Abstract:
Silicon photonic technology offers seamless integration of multiple chips with high bandwidth density and lower energy-per-bit consumption compared to electrical interconnects. The topology of a photonic interconnect impacts both its performance and laser power requirements. The point-to-point (P2P) topology offers arbitration-free connectivity with low energy-per-bit consumption, but suffers from low node-to-node bandwidth. Topologies with channel-sharing improve inter-node bandwidth but incur higher laser power consumption in addition to the performance costs associated with arbitration and contention.

In this paper, we analytically demonstrate the limits of channel-sharing under a fixed laser power budget and quantify its maximum benefits with realistic device loss characteristics. Based on this analysis, we propose a novel photonic interconnect architecture that uses opportunistic channel-sharing. The network does not incur any arbitration overheads and guarantees fairness.

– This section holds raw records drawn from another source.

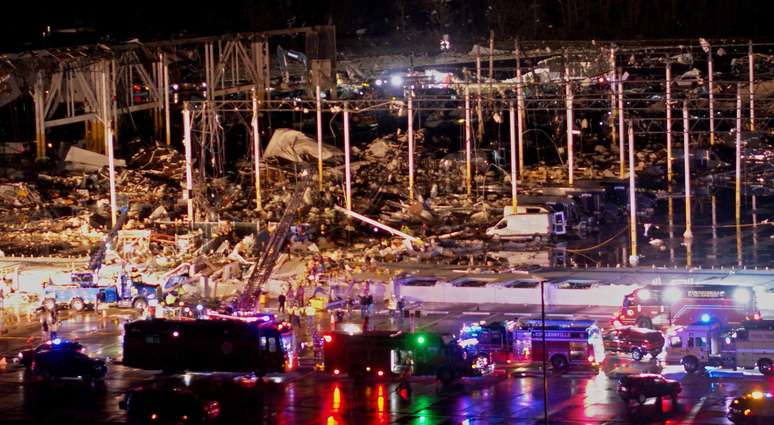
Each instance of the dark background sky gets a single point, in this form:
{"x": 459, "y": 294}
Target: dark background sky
{"x": 24, "y": 22}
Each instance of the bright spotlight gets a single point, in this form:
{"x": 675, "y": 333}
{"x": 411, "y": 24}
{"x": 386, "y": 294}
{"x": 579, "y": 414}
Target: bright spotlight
{"x": 672, "y": 294}
{"x": 643, "y": 294}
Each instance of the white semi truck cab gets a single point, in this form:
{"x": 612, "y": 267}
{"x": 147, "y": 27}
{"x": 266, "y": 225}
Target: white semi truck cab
{"x": 529, "y": 222}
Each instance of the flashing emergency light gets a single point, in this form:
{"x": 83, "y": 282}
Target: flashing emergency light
{"x": 672, "y": 294}
{"x": 742, "y": 295}
{"x": 643, "y": 294}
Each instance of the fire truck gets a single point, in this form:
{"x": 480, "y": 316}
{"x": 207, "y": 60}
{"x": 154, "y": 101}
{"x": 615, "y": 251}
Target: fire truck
{"x": 249, "y": 344}
{"x": 382, "y": 354}
{"x": 748, "y": 346}
{"x": 568, "y": 343}
{"x": 684, "y": 304}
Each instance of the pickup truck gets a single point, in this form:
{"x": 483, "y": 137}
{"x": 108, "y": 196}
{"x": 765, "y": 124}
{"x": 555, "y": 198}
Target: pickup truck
{"x": 83, "y": 293}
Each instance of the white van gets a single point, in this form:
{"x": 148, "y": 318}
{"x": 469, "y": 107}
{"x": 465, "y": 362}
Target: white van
{"x": 530, "y": 222}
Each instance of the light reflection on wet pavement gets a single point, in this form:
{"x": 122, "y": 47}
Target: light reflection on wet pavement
{"x": 582, "y": 397}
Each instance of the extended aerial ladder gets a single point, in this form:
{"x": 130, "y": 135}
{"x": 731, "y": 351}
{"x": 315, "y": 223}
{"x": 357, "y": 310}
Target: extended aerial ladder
{"x": 98, "y": 254}
{"x": 271, "y": 251}
{"x": 283, "y": 56}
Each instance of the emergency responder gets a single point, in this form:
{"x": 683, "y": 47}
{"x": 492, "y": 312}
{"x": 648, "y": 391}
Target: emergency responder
{"x": 391, "y": 307}
{"x": 135, "y": 276}
{"x": 171, "y": 301}
{"x": 407, "y": 368}
{"x": 309, "y": 312}
{"x": 44, "y": 316}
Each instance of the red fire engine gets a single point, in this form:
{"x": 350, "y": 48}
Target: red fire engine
{"x": 666, "y": 305}
{"x": 576, "y": 343}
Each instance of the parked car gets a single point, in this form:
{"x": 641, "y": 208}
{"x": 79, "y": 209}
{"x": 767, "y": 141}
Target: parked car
{"x": 56, "y": 365}
{"x": 638, "y": 342}
{"x": 754, "y": 408}
{"x": 172, "y": 404}
{"x": 643, "y": 386}
{"x": 26, "y": 357}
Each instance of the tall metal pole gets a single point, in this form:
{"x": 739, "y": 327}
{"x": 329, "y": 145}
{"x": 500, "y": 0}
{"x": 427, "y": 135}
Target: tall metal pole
{"x": 613, "y": 100}
{"x": 711, "y": 96}
{"x": 467, "y": 142}
{"x": 568, "y": 107}
{"x": 106, "y": 113}
{"x": 112, "y": 171}
{"x": 347, "y": 169}
{"x": 479, "y": 107}
{"x": 257, "y": 153}
{"x": 751, "y": 70}
{"x": 491, "y": 66}
{"x": 668, "y": 105}
{"x": 188, "y": 161}
{"x": 319, "y": 134}
{"x": 520, "y": 109}
{"x": 545, "y": 350}
{"x": 512, "y": 116}
{"x": 621, "y": 149}
{"x": 687, "y": 171}
{"x": 40, "y": 118}
{"x": 411, "y": 144}
{"x": 738, "y": 190}
{"x": 165, "y": 76}
{"x": 633, "y": 260}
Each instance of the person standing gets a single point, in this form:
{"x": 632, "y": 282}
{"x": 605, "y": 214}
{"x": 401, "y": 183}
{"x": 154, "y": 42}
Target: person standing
{"x": 43, "y": 317}
{"x": 363, "y": 306}
{"x": 300, "y": 296}
{"x": 310, "y": 311}
{"x": 370, "y": 304}
{"x": 281, "y": 302}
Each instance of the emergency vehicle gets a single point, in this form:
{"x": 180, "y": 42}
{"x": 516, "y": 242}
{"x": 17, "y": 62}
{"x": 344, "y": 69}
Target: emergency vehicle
{"x": 568, "y": 343}
{"x": 235, "y": 345}
{"x": 709, "y": 344}
{"x": 382, "y": 354}
{"x": 684, "y": 304}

We evaluate this interconnect architecture using detailed simulation in the context of a 64-node photonically interconnected message passing multichip system. We show that this new approach achieves up to 28% better energy-delay-product (EDP) compared to the P2P network for HPC applications. Furthermore, we show that when applied to a cluster partitioned into multiple virtual machines (VM), this interconnect provides a guaranteed 1.27× higher node-to-node bandwidth regardless of the traffic patterns within each VM.